Medplum is built on Postgres. Until recently, our hosted Medplum service was using an Amazon Web Services (AWS) RDS Aurora Postgres cluster running version 12.16. Since v12 is rather outdated and nearing the end of its standard support window on RDS, it was time to plan our upgrade to the newest version available on RDS, v16.4. Various methods to upgrade to a new major version on various places across the downtime vs level-of-effort continuum; we decided to upgrade our database with no downtime. This is how we did it.

The upgrade methods we evaluated:

  • RDS in-place major version upgrade - Update the cluster’s version through the web console, AWS CLI, etc., choose “Apply immediately”, and wait for the cluster to undergo the Postgres major version upgrade process.
  • RDS Blue/Green Deployments - A managed workflow provided by RDS for testing database configuration changes before implementing them in production, such as upgrading the major database version.
  • Self-managed blue/green deployment - A workflow similar in spirit to the one provided by an RDS-managed Blue/Green deployment mentioned above, but one that is fully managed by us.

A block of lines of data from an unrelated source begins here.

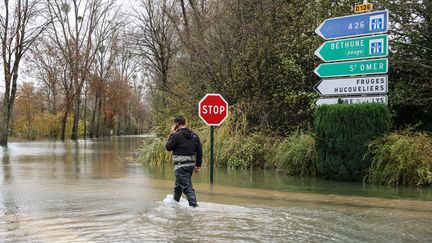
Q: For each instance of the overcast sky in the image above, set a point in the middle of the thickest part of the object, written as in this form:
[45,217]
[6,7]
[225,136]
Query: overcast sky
[22,77]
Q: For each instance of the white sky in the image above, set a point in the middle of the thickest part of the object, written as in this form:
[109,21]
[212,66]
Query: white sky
[22,77]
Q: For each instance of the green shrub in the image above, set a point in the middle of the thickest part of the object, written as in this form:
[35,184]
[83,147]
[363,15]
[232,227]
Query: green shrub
[343,132]
[403,158]
[296,155]
[253,151]
[153,152]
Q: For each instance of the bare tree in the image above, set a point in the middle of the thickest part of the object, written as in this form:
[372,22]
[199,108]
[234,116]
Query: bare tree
[20,26]
[46,64]
[79,29]
[156,37]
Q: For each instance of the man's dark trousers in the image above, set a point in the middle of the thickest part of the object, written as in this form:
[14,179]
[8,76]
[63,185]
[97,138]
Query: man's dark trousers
[184,184]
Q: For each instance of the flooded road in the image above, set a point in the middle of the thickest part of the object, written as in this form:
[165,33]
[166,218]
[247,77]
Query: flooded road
[94,191]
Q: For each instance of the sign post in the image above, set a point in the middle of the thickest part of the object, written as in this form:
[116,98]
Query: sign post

RDS in-place major version upgrade

This is perhaps the lowest-effort way to upgrade to a new major version of Postgres if you can tolerate 20-30+ minutes of downtime. With just a handful of mouse clicks in the AWS web console, you can sit back and wait for your database to update itself. We did not seriously consider this option since that much downtime was not acceptable.

RDS Blue/Green Deployment

With just a little more effort than upgrading your cluster in place, using an RDS Blue/Green deployment will typically result in less than one minute of downtime, “but it can be longer depending on your workload”.

Some background. A blue/green deployment is a tried and true method for rolling out changes to a service. From the RDS docs:

In a blue/green deployment, the blue environment is the current production environment. The green environment is the staging environment. The staging environment stays in sync with the current production environment using logical replication…

…When ready, you can switch over the environments to transition the green environment to be the new production environment. The switchover typically takes under a minute with no data loss and no need for application changes.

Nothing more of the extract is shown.